Dr Anton S. Nizovtsev
In residence at
Dr Svetlana Eliseeva
Anton S. Nizovtsev obtained his Ph.D. degree in physical chemistry from Nikolaev Institute of Inorganic Chemistry (NIIC) SB RAS, Novosibirsk, Russia in 2014 for the study of electronic rearrangements in chemical reactions involving metal compounds. After short research visits to Utah State University and University of Nottingham, he joined University of Nottingham as a postdoctoral research associate and currently works at NIIC SB RAS as a senior researcher. Owing to a fruitful collaboration with a number of theoretical and experimental groups worldwide Dr. Nizovtsev gained expertise in various fields of the first‑principles computational modeling related to molecular adsorption on the surfaces of 2D materials and inside the pores of metal-organic frameworks, bonding analysis in complex chemical compounds, spectroscopy, and reaction mechanisms. His current research interests include computational studies on molecular semiconductors in terms of their electronic structure and optical properties.
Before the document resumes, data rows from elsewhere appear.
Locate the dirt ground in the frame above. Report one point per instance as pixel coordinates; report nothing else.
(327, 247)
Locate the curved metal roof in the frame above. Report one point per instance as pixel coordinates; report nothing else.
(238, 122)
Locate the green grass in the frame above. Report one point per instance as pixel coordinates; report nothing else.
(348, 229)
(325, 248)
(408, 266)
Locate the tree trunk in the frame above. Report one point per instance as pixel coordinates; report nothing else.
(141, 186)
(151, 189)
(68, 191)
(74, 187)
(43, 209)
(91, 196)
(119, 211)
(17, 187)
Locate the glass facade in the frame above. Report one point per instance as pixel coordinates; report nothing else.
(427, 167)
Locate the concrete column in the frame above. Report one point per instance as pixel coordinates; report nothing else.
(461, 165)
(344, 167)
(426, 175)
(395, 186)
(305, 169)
Computational study of f-element containing macrocyclic compounds
Despite the growing number of applications of lanthanides in various high-tech products and green technologies to health, many aspects of chemistry of f-elements are still underexplored that prevents the rational synthesis of novel materials containing f-metals and detailed interpretation of experimental data. As the search for a suitable material for industrial application is a long and complex process that still involves a considerable trial-and-error approach, the new strategies for materials design are required. In particular, first-principles calculations were shown to have the potential to greatly accelerate the design and optimization of new materials with desired properties for human welfare.
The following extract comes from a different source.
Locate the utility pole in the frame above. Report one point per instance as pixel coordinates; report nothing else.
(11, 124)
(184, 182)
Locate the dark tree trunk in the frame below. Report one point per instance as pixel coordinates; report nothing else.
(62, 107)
The aim of the project is to study a series of lanthanide(III)-based metallacrown compounds that have a high potential in biological imaging applications. The results of performed first-principles calculations will allow us to predict structural, energetic, and spectroscopic properties of metallacrowns under investigation and to understand how their photophysical characteristics can be tuned by varying the bridging ligands. This study will expand the fundamental understanding of f-element chemistry and will be useful for the development of lanthanide(III)-based metallacrowns with improved photophysical properties in the near-infrared range.